National newsmagazine DATELINE NBC is looking for participants for a possible report about Internet medical health information. We hope Medscape.com users might be able to help.
DATELINE is looking for stories from people who have used the Internet to find such information or order products. Were you satisfied? Do you feel you were led astray?
Those interested may e-mail Karen Heywood (
karen.heywood@nbc.com) or call 202-885-4484 for more information or to tell us their stories. All information will be kept confidential unless the participant agrees that NBC may use it.
Thank you.


Karen HeywoodProducerDateline NBCWashington, DC
karen.heywood@nbc.com

Setelah saya baca ini, saya ingat cerita Dio tentang pengakuan Dady (penulis ‘Menelusuri Lorong Gelap’ – buku jurnalitik investigasi) yang cerita sulitnya dia mencari korban perkosaan akibat kerusuhan 98. Seakan-akan tidak ada gadis keturunan yang menjadi korban perkosaan. Akhirnya apa yang dia lakukan adalah mem-post email di sebuah mailing list dan mengatakan bahwa dia tidak percaya ada gadis keturunan yang menjadi korban perkosaan. Ternyata ini memancing amarah sejumlah anggota milis. Mereka mengatakan bahwa kejadian itu benar terjadi. Dady pun menjawan mana buktinya? Dari situlah akhirnya dia mendapatkan informasi lengkap soal korban perkosaan tahun 98.

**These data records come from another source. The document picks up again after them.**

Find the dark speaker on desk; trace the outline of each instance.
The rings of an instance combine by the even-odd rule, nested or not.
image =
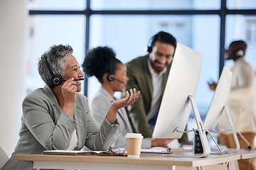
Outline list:
[[[198,131],[195,131],[193,140],[193,153],[203,154],[203,149]]]

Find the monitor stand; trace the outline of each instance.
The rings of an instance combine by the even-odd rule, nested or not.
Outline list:
[[[229,111],[228,111],[228,107],[226,106],[224,106],[222,111],[221,111],[221,114],[223,114],[223,113],[224,112],[224,110],[225,111],[225,113],[227,113],[227,115],[228,115],[228,121],[230,123],[230,127],[231,127],[231,129],[232,129],[232,132],[233,132],[233,137],[234,137],[234,140],[235,140],[235,145],[236,145],[236,149],[235,150],[236,151],[238,151],[240,148],[240,144],[239,144],[239,141],[238,141],[238,135],[235,132],[235,128],[234,128],[234,125],[233,124],[233,122],[232,122],[232,120],[231,120],[231,117],[230,117],[230,115],[229,113]],[[221,115],[220,114],[220,115]]]
[[[206,157],[210,153],[210,145],[206,137],[206,133],[203,132],[203,127],[202,120],[200,117],[199,111],[197,108],[195,98],[193,96],[189,95],[188,98],[191,103],[193,111],[195,115],[195,120],[196,125],[198,130],[198,134],[200,136],[201,142],[203,147],[203,153],[202,154],[193,154],[193,152],[174,152],[170,154],[164,155],[164,157]]]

Solusi: Kalau mencari nara sumber, bergabung dengan mailist/ mem-post email ke website tertentu/ atau memasang iklan di media massa…bisa jadi cara efektif mencari sesuatu yang tersembunyi selama ini… yang mungkin bisa memberi inspirasi atau menggerakkan emosi pemirsa. Cara paling sederhana (dan ada di bukunya Bill Kovach…hehehe) adalah nongkrong di warung, tempat nongkrong atau kafe dan…. ‘listen’.